Le métro de Kiev est un microcosme de la société ukrainienne en temps de guerre : des retraités qui n'ont nulle part où aller, des étudiants qui ont leurs cours en ligne depuis les quais, des familles déplacées de l'est du pays qui ont déjà tout perdu une première fois. La promiscuité est extrême, mais personne ne se plaint. Dans ces moments-là, la solidarité prend le pas sur l'inconfort.

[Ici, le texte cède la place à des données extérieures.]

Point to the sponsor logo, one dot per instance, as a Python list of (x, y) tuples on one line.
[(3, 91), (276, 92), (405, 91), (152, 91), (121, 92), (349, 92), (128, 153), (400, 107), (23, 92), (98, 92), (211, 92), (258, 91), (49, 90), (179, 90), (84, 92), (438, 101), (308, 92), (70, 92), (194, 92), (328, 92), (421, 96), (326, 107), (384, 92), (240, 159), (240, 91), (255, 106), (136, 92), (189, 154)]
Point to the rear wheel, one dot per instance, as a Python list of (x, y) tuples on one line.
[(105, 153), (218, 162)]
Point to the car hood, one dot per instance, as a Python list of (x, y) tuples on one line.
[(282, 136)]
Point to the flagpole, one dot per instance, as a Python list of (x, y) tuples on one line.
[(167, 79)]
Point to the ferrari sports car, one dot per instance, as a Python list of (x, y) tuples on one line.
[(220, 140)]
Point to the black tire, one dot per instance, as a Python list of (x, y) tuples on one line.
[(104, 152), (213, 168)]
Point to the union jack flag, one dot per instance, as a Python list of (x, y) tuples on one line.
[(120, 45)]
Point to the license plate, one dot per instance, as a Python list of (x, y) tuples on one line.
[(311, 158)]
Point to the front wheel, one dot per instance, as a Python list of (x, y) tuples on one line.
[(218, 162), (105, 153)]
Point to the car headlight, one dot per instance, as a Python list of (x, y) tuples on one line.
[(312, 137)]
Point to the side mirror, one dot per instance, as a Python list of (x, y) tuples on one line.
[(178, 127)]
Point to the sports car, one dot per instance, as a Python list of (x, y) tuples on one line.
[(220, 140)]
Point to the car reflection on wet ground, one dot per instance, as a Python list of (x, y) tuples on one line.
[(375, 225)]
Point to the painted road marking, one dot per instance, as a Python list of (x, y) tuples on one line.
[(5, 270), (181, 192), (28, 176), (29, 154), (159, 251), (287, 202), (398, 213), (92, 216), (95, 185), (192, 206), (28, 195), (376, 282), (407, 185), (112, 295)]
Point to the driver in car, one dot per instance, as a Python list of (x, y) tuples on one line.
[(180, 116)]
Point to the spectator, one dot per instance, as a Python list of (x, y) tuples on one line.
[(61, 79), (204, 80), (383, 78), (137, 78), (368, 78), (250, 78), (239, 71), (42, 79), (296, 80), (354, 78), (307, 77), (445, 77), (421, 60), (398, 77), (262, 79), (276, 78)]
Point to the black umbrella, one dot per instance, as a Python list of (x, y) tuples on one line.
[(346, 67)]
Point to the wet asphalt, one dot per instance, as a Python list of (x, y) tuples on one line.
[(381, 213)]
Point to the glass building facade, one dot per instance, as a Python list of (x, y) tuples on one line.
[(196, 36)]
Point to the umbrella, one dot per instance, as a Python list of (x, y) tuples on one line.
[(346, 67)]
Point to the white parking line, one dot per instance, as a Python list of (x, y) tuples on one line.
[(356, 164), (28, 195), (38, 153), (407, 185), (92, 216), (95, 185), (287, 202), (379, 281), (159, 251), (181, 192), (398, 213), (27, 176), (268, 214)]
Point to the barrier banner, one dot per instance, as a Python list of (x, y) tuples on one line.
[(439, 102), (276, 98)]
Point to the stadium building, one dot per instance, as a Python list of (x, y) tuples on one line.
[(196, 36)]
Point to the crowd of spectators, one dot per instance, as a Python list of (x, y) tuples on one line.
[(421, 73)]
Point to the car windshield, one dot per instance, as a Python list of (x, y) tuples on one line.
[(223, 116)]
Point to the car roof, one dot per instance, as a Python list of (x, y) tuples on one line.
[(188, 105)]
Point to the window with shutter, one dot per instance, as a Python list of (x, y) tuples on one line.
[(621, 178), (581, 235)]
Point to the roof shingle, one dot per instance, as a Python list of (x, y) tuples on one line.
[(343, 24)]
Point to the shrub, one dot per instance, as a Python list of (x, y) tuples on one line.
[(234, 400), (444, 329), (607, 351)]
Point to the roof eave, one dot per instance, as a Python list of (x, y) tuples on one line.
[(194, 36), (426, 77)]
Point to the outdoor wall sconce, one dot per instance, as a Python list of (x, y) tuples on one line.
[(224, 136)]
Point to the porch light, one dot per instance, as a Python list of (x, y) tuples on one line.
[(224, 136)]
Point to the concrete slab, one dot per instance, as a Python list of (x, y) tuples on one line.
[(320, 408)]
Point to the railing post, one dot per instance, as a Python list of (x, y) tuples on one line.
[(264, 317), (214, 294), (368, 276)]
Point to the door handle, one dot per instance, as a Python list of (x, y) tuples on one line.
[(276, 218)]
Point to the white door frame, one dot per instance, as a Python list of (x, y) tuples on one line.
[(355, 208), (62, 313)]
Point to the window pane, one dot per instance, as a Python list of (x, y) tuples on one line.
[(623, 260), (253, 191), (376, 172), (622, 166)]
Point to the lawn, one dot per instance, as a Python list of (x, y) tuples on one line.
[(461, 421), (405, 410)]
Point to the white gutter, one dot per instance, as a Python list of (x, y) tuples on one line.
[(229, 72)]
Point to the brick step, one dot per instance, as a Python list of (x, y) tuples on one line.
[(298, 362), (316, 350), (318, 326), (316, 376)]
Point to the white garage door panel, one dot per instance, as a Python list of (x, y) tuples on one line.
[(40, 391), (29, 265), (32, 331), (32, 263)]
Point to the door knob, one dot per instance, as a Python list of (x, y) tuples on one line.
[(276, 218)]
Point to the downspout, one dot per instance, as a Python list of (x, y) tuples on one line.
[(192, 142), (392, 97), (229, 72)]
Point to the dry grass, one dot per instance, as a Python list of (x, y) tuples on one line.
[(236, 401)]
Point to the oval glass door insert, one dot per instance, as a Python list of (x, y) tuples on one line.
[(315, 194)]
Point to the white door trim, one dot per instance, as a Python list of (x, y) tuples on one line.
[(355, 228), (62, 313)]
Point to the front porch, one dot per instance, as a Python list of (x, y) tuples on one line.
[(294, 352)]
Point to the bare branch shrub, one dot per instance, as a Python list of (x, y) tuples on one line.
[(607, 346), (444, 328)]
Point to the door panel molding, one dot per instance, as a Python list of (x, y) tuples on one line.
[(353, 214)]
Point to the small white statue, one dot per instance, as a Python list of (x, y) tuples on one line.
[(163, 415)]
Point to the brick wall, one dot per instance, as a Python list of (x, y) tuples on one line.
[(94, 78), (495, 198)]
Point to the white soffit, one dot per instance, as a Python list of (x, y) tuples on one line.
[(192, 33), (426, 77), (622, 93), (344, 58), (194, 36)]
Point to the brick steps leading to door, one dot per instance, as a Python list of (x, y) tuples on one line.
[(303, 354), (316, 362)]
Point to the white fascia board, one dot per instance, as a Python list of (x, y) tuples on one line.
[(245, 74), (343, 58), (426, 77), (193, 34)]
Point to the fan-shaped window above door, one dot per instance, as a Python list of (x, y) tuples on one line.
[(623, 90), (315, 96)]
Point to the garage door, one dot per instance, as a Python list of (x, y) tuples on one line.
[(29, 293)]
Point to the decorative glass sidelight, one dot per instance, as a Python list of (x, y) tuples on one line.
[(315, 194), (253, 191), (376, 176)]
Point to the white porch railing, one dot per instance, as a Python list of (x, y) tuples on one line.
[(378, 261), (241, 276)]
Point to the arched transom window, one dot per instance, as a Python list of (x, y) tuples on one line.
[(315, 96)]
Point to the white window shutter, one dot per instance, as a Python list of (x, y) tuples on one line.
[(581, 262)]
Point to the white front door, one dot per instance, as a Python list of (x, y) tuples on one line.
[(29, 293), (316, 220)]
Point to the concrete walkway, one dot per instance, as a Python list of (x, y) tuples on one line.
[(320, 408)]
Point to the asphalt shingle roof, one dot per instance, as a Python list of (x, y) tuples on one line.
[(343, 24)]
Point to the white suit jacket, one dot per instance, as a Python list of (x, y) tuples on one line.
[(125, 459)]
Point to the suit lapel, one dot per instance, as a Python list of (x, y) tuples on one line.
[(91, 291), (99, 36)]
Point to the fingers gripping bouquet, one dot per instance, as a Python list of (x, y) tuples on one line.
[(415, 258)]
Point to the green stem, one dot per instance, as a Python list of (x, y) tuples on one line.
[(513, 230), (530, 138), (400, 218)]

Nuits blanches sous les bombes : l’épuisement psychologique des familles

Mais cette vie sous terre a un coût psychologique terrible. Les témoignages recueillis par La Croix décrivent une fatigue chronique, une angoisse permanente qui ronge les familles. Les enfants développent des troubles du sommeil, des tics nerveux, des crises d'angoisse à chaque fois que les sirènes retentissent.

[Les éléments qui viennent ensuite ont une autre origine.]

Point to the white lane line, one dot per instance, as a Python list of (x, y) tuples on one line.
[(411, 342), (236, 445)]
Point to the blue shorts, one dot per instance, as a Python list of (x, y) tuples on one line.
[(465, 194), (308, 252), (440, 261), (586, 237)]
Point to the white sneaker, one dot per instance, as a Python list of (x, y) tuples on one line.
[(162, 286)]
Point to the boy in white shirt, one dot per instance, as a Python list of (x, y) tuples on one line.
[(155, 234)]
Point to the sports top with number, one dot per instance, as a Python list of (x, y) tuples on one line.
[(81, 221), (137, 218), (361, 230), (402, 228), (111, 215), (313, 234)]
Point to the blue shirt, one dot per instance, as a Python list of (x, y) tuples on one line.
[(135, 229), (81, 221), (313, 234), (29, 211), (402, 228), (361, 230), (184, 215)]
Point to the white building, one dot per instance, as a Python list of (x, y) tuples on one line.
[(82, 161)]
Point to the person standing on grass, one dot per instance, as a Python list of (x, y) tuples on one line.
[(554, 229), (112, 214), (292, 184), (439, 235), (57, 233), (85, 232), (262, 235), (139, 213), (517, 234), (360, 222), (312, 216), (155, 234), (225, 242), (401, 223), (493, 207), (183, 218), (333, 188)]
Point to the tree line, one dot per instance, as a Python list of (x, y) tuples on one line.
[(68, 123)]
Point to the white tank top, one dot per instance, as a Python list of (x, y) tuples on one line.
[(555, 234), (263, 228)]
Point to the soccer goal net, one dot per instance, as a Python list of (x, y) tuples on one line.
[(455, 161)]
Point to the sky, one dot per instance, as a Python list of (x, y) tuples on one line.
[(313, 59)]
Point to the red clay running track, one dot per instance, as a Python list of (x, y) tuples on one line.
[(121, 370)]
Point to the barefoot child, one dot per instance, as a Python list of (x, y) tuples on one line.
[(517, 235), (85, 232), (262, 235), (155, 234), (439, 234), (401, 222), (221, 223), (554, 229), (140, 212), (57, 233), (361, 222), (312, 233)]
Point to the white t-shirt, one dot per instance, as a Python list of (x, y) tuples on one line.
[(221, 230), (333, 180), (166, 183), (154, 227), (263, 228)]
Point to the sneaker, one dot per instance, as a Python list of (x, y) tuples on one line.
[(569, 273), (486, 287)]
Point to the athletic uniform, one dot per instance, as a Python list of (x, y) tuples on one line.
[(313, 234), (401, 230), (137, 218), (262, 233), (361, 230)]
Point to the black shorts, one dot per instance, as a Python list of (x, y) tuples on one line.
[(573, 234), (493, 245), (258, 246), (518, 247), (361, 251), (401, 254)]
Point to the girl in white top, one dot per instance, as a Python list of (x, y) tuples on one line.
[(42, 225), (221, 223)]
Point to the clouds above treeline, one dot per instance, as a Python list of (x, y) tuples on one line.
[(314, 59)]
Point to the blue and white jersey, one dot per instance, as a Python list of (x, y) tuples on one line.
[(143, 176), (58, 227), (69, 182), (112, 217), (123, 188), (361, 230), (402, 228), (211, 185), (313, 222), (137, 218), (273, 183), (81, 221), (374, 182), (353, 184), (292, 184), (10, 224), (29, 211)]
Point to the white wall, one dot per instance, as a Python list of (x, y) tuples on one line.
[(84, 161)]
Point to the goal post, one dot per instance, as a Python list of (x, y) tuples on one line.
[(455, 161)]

« On a passé la nuit dans la station Maidan Nezalezhnosti, raconte Olena, 34 ans, mère de deux enfants. Les petits étaient terrorisés. Mon fils de 6 ans n'arrêtait pas de demander si on allait mourir. J'ai dû lui mentir, lui dire que tout allait bien. Mais je n'en sais rien. »

Cette lassitude gagne une partie de la population. Après plus de quatre ans de guerre, certains Kievans choisissent de ne plus descendre dans les abris, préférant prendre le risque de rester chez eux. Un phénomène de « fatigue des alertes » s'observe dans les quartiers les plus éloignés du centre. Mais les frappes du 6 juillet montrent que personne n'est à l'abri, même dans les zones résidentielles.

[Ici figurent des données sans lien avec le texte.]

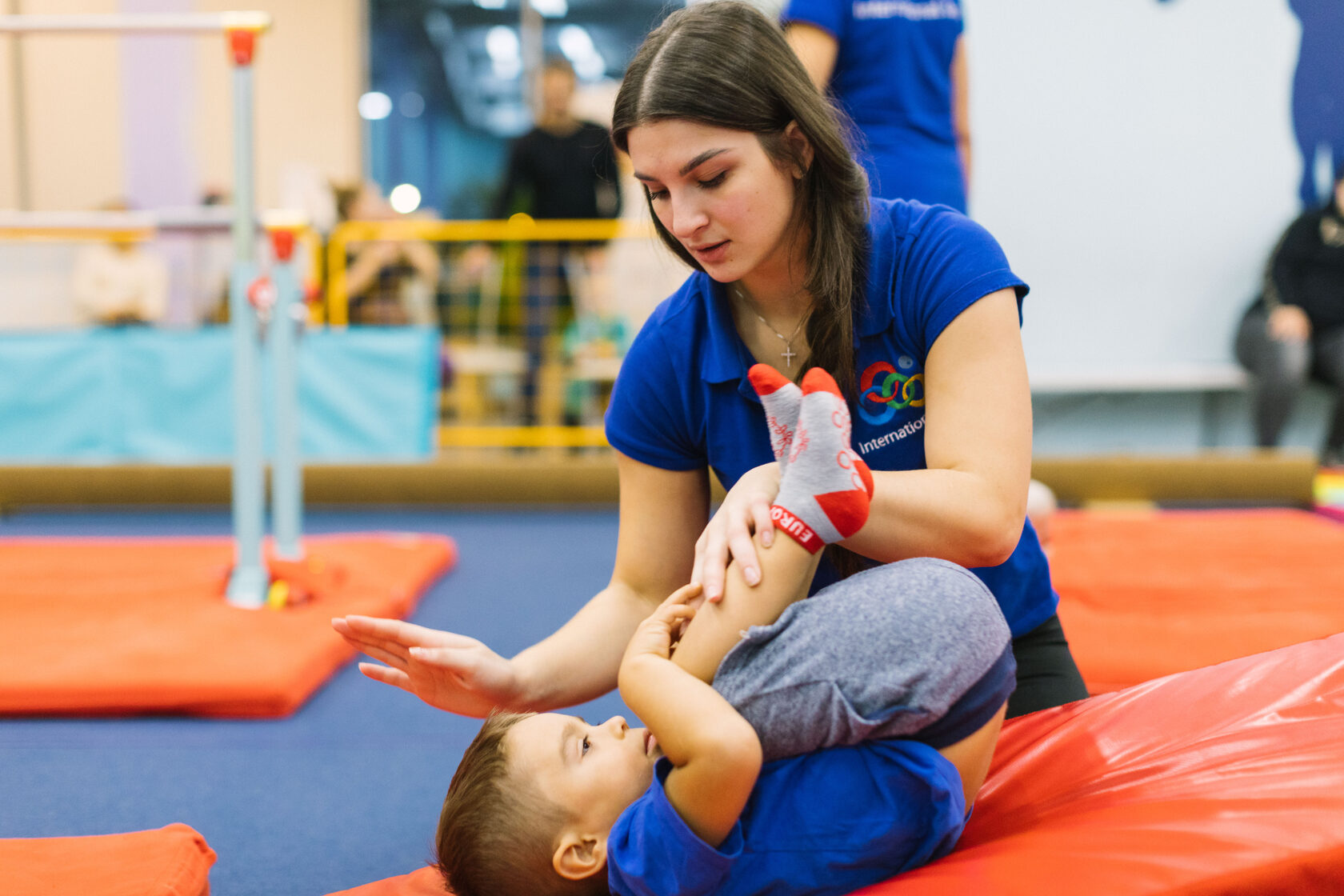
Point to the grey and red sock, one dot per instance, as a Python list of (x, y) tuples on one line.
[(824, 486)]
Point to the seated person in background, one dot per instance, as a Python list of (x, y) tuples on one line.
[(389, 282), (1296, 328), (838, 746), (120, 281)]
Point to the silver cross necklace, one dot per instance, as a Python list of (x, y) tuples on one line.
[(788, 354)]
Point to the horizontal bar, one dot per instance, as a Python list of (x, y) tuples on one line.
[(124, 23), (97, 225), (522, 437), (519, 227)]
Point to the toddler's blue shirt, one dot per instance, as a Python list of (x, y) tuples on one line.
[(818, 824)]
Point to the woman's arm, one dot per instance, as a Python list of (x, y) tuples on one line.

Pourquoi Kiev reste la cible numéro un de la Russie en 2026

Au-delà du drame humain, une question se pose : pourquoi Kiev reste-t-elle la cible prioritaire des forces russes, même en l'absence de gains territoriaux significatifs sur le front terrestre ? La réponse tient à la fois à la symbolique politique et à la stratégie militaire.

Deux hommes parmi les décombres après les frappes russes sur Kiev, avec un bâtiment endommagé et une voiture détruite.
Deux hommes parmi les décombres après les frappes russes sur Kiev, avec un bâtiment endommagé et une voiture détruite. — (source)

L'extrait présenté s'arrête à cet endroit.